Don't Forget to Socialize: Set Goals To Be Around Your People

4 mins

Don't Forget to Socialize: Set Goals To Be Around Your People

It had been three years since I flew on a plane.  The whole airport ritual felt strange and alien.   I had forgotten how utterly graceless the experience of going through the security checkpoint is.  I’m of the opinion that no self respecting adult dressed in business casual can get through this experience without looking like a clumsy oaf.  The only solace to the whole thing is that it’s at least indiscriminate, and treats every person equally miserably.  I also had forgotten how abysmally poor the experience of interacting with any airline for any reason is.  It seems like an industry that’s business model now requires them to be antagonistic to their customers in order to sustain itself.  The inside of an airplane on a domestic flight seems like it was designed for children, in that everything is slightly too small to actually be practical for an adult.  The seat, overhead bins, walk ways, everything would be perfect if we were all four and a half feet tall and weighed seventy five pounds.  I truly had forgotten how much I utterly despised travel on the whole.

After getting to Seattle last week, dropping off my stuff and wandering over to the venue, I eventually found myself in a hotel conference area completely indistinguishable from any other hotel conference lobby.  I procured an absolutely face meltingly expensive stale beer from a man that didn’t like people and started to shuffle in the crowd and talk to folks at random.  That’s when it all changed.  Everyone there was so happy to be there.  The people were sharp and passionate and they loved talking about the things I get spun up about - talent management, leadership development, performance management, feedback, employee experience, analytics, all of it, all the things I obsess over with my team at Rhabit, and this was the one place where I could do this, full bore, for three days straight, and no one would think twice about it. 

This was SIOP.  It’s one of my favorite events ever.  

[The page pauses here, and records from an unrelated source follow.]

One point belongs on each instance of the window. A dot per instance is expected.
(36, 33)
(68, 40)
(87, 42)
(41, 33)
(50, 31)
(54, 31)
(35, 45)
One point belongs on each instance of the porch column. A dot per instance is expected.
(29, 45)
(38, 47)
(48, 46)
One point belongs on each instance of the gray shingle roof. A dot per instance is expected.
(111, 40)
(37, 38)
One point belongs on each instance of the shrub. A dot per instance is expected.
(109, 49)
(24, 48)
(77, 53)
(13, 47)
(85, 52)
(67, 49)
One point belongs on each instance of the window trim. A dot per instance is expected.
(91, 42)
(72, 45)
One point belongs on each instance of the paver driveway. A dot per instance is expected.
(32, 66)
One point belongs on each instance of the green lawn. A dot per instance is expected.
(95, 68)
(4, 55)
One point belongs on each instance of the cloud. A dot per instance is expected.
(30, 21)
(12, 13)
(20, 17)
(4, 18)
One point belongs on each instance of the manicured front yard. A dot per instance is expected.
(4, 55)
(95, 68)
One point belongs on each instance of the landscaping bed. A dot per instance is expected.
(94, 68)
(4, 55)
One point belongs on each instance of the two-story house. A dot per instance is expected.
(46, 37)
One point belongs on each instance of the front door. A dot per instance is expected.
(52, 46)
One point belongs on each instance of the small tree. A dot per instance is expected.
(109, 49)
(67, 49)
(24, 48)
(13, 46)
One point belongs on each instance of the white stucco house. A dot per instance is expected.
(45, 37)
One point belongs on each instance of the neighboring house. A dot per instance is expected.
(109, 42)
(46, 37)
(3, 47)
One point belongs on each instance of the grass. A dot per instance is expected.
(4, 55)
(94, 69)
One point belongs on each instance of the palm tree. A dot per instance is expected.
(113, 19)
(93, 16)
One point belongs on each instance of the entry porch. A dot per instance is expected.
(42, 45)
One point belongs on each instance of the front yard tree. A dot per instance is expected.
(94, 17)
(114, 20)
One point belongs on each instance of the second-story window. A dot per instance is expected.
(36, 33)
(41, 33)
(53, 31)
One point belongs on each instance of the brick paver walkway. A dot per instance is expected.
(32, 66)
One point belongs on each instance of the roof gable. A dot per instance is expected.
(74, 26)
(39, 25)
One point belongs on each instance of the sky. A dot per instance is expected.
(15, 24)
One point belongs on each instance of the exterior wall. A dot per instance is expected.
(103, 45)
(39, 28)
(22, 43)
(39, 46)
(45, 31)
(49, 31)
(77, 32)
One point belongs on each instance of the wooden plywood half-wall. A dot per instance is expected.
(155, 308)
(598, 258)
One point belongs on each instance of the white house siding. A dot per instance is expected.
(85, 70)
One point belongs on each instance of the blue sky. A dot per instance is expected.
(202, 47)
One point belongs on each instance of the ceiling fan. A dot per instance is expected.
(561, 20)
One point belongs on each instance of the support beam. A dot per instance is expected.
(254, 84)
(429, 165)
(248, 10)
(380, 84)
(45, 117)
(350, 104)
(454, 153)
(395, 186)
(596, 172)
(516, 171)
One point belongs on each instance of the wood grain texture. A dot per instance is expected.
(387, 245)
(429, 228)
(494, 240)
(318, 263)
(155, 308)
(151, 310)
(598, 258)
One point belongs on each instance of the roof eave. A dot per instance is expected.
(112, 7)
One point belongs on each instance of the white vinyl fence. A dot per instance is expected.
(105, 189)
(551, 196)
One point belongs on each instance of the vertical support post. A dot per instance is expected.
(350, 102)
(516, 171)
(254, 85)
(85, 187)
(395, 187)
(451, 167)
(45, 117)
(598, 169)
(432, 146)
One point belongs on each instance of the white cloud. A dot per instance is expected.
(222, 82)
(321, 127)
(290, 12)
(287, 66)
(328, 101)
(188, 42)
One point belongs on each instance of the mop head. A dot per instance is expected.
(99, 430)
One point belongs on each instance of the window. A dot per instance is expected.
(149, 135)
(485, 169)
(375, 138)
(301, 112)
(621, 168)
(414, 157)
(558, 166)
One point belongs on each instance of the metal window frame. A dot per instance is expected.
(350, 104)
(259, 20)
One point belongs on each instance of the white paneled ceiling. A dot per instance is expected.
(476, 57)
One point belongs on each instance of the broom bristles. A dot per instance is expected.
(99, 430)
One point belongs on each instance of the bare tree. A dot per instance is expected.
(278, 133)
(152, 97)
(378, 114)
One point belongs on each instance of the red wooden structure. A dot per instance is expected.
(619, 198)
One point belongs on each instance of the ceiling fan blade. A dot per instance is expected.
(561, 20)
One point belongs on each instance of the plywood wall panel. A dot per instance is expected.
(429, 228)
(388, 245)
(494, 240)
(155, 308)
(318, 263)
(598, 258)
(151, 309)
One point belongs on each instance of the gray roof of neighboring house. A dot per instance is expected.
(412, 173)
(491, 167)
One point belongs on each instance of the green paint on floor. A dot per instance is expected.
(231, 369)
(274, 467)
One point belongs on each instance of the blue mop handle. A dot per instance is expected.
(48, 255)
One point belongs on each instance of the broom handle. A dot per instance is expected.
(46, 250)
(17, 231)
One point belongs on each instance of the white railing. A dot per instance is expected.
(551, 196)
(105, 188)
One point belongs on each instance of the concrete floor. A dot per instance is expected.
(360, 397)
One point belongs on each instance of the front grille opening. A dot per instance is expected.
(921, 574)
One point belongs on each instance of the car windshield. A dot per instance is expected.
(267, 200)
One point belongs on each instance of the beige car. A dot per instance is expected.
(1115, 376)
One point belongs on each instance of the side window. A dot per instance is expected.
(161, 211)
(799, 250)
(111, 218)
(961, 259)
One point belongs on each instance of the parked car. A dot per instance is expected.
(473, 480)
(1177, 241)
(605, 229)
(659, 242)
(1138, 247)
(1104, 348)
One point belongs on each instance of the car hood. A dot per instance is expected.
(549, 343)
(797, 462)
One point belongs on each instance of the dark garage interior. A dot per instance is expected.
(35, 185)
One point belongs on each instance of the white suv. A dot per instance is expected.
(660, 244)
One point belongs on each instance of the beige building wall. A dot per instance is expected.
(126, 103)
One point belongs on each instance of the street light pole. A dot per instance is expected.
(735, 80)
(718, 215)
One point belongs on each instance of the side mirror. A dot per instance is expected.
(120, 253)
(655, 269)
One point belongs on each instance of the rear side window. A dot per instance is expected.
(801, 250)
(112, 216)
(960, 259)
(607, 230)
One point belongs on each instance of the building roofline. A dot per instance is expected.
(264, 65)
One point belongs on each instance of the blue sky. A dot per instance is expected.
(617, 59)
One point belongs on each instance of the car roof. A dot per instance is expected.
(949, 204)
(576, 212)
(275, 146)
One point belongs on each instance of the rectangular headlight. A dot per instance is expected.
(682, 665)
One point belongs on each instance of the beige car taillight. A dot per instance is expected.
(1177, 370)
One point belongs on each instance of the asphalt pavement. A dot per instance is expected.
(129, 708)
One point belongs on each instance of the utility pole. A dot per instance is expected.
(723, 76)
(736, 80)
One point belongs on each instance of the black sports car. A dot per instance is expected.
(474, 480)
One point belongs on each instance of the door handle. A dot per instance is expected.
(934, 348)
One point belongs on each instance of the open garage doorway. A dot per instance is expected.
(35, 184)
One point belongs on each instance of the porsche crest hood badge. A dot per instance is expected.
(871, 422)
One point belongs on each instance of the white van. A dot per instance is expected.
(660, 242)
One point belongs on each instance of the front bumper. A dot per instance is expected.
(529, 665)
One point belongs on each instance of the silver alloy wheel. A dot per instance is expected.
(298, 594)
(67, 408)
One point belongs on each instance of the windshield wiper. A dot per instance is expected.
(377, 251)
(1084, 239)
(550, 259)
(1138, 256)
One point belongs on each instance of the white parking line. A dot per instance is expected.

The pandemic took things like this away from me, away from everybody really, and I think finally going back really reminded me of how important it is for finding these places where you’re with “your people”.  There’s so much value in sharing space with folks from different parts of the world, different roles, but whom all share an intense interest in a domain you yourself find interesting.  It’s good for the soul.  It’s fundamentally invigorating and one it’s hard not to be energized from the experience. 

Even it if means getting another variant of covid, even if it means suffering through the miserable experience of travel, and even if it means losing a few productive days of work to just hang out and build real relationships again, it’s all worth it.  I see so much content about burn out.  There were a couple of different panels at SIOP this year about the topic, which were well attended.  I’ve seen everything from legit research around the topic to your typical sham huckster consultants on LinkedIn covering it, and I will tell you this, that the only anti-burnout experience I’ve ever had, was being around my people at SIOP. 

The deep fundamental irony that I am indeed not an actual organizational psychologist isn’t lost on me.  I “married” into the discipline by starting Rhabit with Alexander, the actual Ph.D behind what we do here, but his love for the field has become my love for the field and a dose of the passion of others around a topic relevant to your career is just what the doctor ordered in terms of fighting burnout. 

What I’d love for you to do if you’re reading this (and if you love talent management, go to SIOP next year), see if there’s a place where you can be around your people.  Whatever drives your actual passion, and the closer it is  to your career, the better, but find a club, a group, a gathering, or make your own if you have to, but figure out a way to share common space with people who love what you love. 

In early 2019 this would have seen like such a mundane and uninteresting idea, but in 2022 as the world is just starting to at least be post-anxiety about the pandemic, this could be an opportunity to reignite your engine, to change your context, change your scenery, and get yourself re-engaged in the things you love.  I promise you, it’s even worth the hassle of air travel (at least for now).